Children who have the familial form of neuroblastoma, usually come from families having one or more members who have had neuroblastoma as infants.
Children having familial neuroblastoma can sometimes develop two or more of these cancers in different organs. For example, they can develop it in both adrenal glands or in more than one sympathetic ganglion.
According to certain studies, children with birth defects might have an increased risk of developing neuroblastoma. It is possible that some of the links between birth defects and neuroblastoma might be related to changes in genes that happen during fetal development.
For the diagnosis of neuroblastoma, your doctor might use the following tests and procedures-
Urine and Blood Tests
If a mass is found, your child’s doctor is likely going to remove a sample of the tissue for laboratory testing.
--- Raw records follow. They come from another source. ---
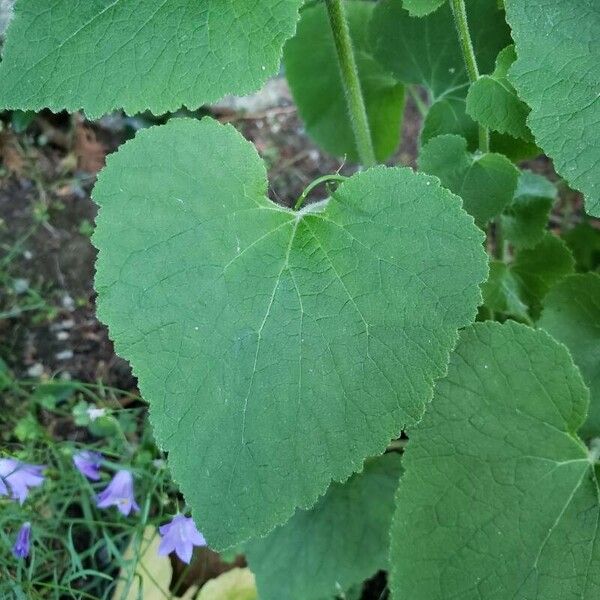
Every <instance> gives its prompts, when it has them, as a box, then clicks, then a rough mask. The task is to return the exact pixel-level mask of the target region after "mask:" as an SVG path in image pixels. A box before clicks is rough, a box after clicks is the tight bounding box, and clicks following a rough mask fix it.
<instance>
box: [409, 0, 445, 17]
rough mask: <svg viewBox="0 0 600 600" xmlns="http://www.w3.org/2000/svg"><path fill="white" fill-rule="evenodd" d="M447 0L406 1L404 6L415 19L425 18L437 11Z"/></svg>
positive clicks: (424, 0)
mask: <svg viewBox="0 0 600 600" xmlns="http://www.w3.org/2000/svg"><path fill="white" fill-rule="evenodd" d="M444 2H446V0H404V1H403V3H402V6H403V7H404V8H405V9H406V10H407V11H408V12H409V13H410V14H411V16H413V17H424V16H425V15H428V14H429V13H432V12H433V11H434V10H437V9H438V8H439V7H440V6H441V5H442V4H444Z"/></svg>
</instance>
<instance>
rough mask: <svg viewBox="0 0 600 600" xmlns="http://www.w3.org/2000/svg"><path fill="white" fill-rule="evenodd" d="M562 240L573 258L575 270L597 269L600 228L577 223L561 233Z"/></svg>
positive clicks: (584, 272) (599, 263) (599, 238)
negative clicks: (598, 228)
mask: <svg viewBox="0 0 600 600" xmlns="http://www.w3.org/2000/svg"><path fill="white" fill-rule="evenodd" d="M562 238H563V240H564V241H565V242H566V244H567V246H569V249H570V250H571V252H572V254H573V257H574V258H575V266H576V269H577V271H580V272H582V273H585V272H587V271H597V270H598V268H599V267H600V229H597V228H596V227H592V225H590V224H589V223H579V225H576V226H575V227H573V229H570V230H568V231H566V232H565V233H563V236H562Z"/></svg>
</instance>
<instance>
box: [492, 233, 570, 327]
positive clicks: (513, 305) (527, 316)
mask: <svg viewBox="0 0 600 600" xmlns="http://www.w3.org/2000/svg"><path fill="white" fill-rule="evenodd" d="M572 272H573V257H572V256H571V253H570V252H569V250H568V248H567V247H566V245H565V243H564V242H563V241H562V240H561V239H560V238H557V237H556V236H554V235H552V234H550V233H546V234H544V236H543V237H542V240H541V241H540V242H539V243H538V244H536V245H535V246H534V247H533V248H527V249H522V250H520V251H518V252H517V254H516V257H515V259H514V261H513V262H512V263H511V264H506V263H503V262H500V261H492V262H491V264H490V275H489V277H488V280H487V281H486V282H485V283H484V284H483V286H482V288H481V290H482V293H483V302H484V305H485V306H486V307H487V308H488V309H490V310H491V311H493V312H494V313H501V314H503V315H505V316H507V317H513V318H516V319H518V320H521V321H525V322H530V321H531V319H532V318H533V319H537V318H538V317H539V314H540V311H541V307H542V301H543V299H544V297H545V295H546V294H547V293H548V290H549V289H550V288H551V287H552V286H553V285H555V284H556V283H557V282H559V281H560V280H561V279H562V278H563V277H565V276H567V275H569V274H571V273H572Z"/></svg>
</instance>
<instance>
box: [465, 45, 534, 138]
mask: <svg viewBox="0 0 600 600" xmlns="http://www.w3.org/2000/svg"><path fill="white" fill-rule="evenodd" d="M516 57H517V56H516V54H515V48H514V46H512V45H510V46H507V47H506V48H504V50H502V51H501V52H500V53H499V54H498V57H497V58H496V68H495V69H494V72H493V73H492V74H491V75H483V76H482V77H480V78H479V79H478V80H477V81H476V82H475V83H473V84H472V85H471V87H470V88H469V92H468V94H467V113H468V114H469V116H471V117H472V118H473V119H475V121H477V122H478V123H481V124H482V125H483V126H484V127H487V128H489V129H491V130H492V131H498V132H499V133H506V134H508V135H511V136H512V137H514V138H519V139H523V140H526V141H529V142H533V136H532V135H531V131H529V128H528V127H527V123H526V121H527V115H529V107H528V106H527V104H525V102H523V101H522V100H521V99H520V98H519V97H518V96H517V93H516V91H515V89H514V88H513V86H512V84H511V83H510V82H509V81H508V77H507V75H508V69H509V68H510V66H511V65H512V64H513V62H514V61H515V59H516Z"/></svg>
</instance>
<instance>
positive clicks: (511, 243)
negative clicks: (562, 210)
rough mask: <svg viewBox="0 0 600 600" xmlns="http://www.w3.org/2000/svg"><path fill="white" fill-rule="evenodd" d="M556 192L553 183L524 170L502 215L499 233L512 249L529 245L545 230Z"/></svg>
mask: <svg viewBox="0 0 600 600" xmlns="http://www.w3.org/2000/svg"><path fill="white" fill-rule="evenodd" d="M557 196H558V194H557V191H556V187H555V186H554V184H553V183H551V182H550V181H548V180H547V179H546V178H545V177H542V176H541V175H536V174H535V173H532V172H531V171H523V172H522V173H521V175H520V177H519V182H518V184H517V190H516V192H515V196H514V198H513V201H512V202H511V203H510V205H509V206H508V207H507V208H506V209H505V211H504V213H503V214H502V216H501V227H502V233H503V235H504V237H505V239H506V240H508V241H510V243H511V244H512V245H513V246H514V247H515V248H532V247H533V246H535V245H536V244H538V243H539V242H540V241H541V240H542V238H543V237H544V234H545V232H546V227H547V225H548V217H549V216H550V210H551V209H552V205H553V204H554V202H555V201H556V198H557Z"/></svg>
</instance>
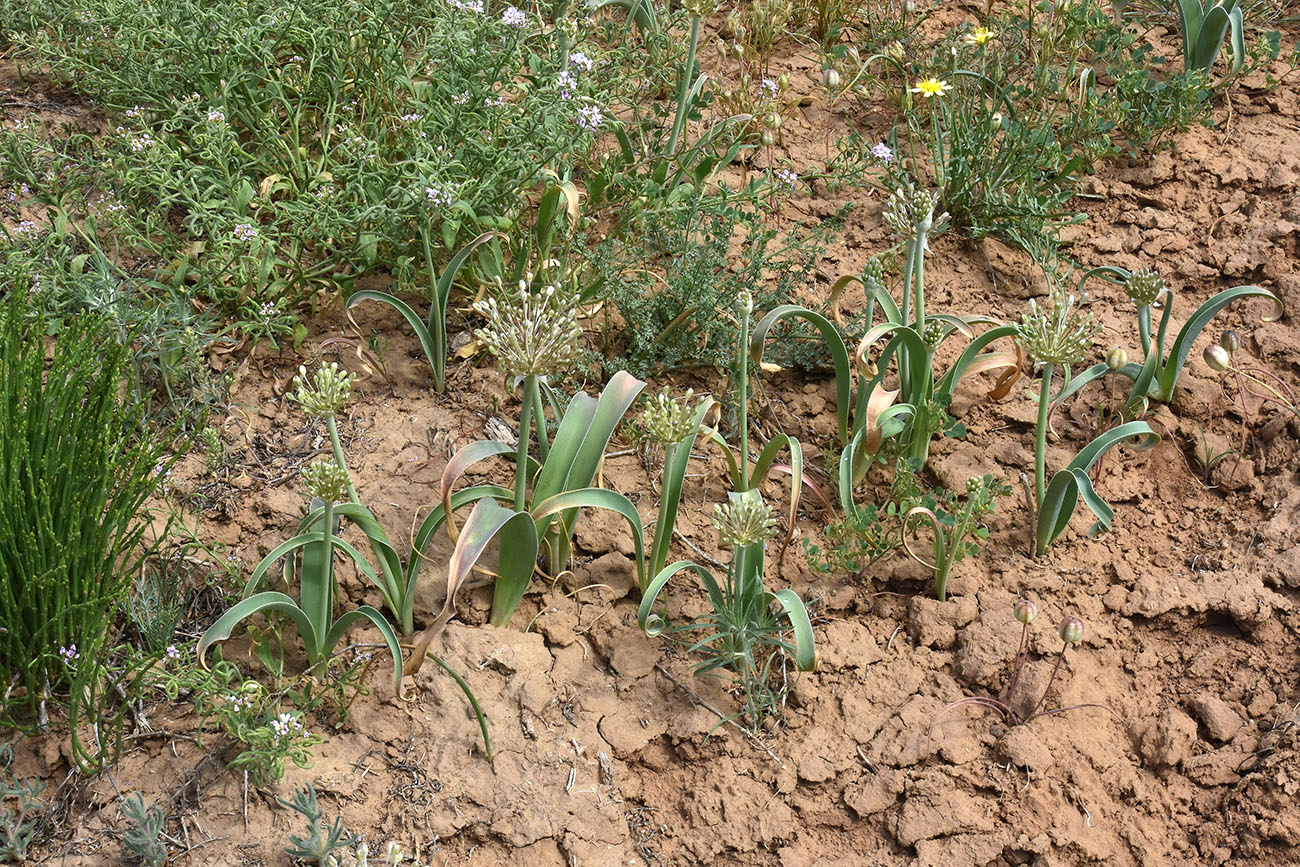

This is known as a biopsy.
Removing a sample of bone marrow for testing
Your child might also need to undergo bone marrow biopsy and bone marrow aspiration procedures, as this can help to see if the cancer has spread to the bone marrow.
Once the neuroblastoma has been diagnosed, your doctor might need to do further testing to determine the extent of the cancer and to see how far it has spread.
The stages are indicated from O to IV. The lower the stage is, the less severe the cancer is. By stage IV, the cancer is considered to be advanced and have spread to other areas of the body.
Your child’s doctor is going to select the treatment plan based on several factors. Factors can include the age of your child, the stage of your cancer, the type of cells involved in the cancer, and whether there are any abnormalities in the chromosomes and genes.
Treatment options can include any of the following:
Surgery involves surgeons removing cancer cells surgically, with the help of scalpels and other tools. In children with low-risk neuroblastoma, surgery to remove the tumor is usually the only treatment needed.
Whether your doctor can remove the tumor completely, depends on the location and size of the tumor. Tumors that are attached to nearby vital organs, like the lungs or the spinal cord, might be too risky to remove.
If the neuroblastoma is intermediate or severe, surgeons generally try to remove as much of the tumor surgically, after which other treatments such as chemotherapy and radiation might be used to kill the other remaining cancer cells.
This treatment involves using chemicals to destroy cancer cells. Unfortunately, this treatment also damages healthy cells, which can include the cells in the hair follicles and in the gastrointestinal system, which can cause side effects.
Radiation therapy uses high-energy beams, such as X-rays, in order to destroy cancer cells. Children with low-risk or intermediate-risk neuroblastoma might go for this treatment. It is generally considered if surgery and chemotherapy are unsuccessful. Children having severe neuroblastoma might also need radiation therapy after chemotherapy and surgery to prevent the cancer from occurring again.
However, it is important to note that though radiation therapy affects the area where it is aimed, some healthy cells may be damaged by the radiation as well.
Bone marrow transplant
Children suffering from severe neuroblastoma might need to receive a transplant using stem cells collected from bone marrow
Before the bone marrow transplant, which is also known as stem cell transplant, the child will need to undergo a procedure that filters and collects stem cells from his/her blood. The stem cells are stored for later use. Then high doses of chemotherapy are administered to kill any remaining cancer cells in the body. The child’s stem cells are then injected into your body, where they are now able to form new, healthy blood cells.
Neuroblastoma can lead to the following complications:
Spread of cancer – Neuroblastoma can spread or metastasize to different parts of the body, such as the lymph nodes, liver, bone marrow, skin, and bones.
Spinal Cord Compression – Tumors can grow and press on the spinal cord, which can cause spinal cord compression, which may further lead to pain or even paralysis.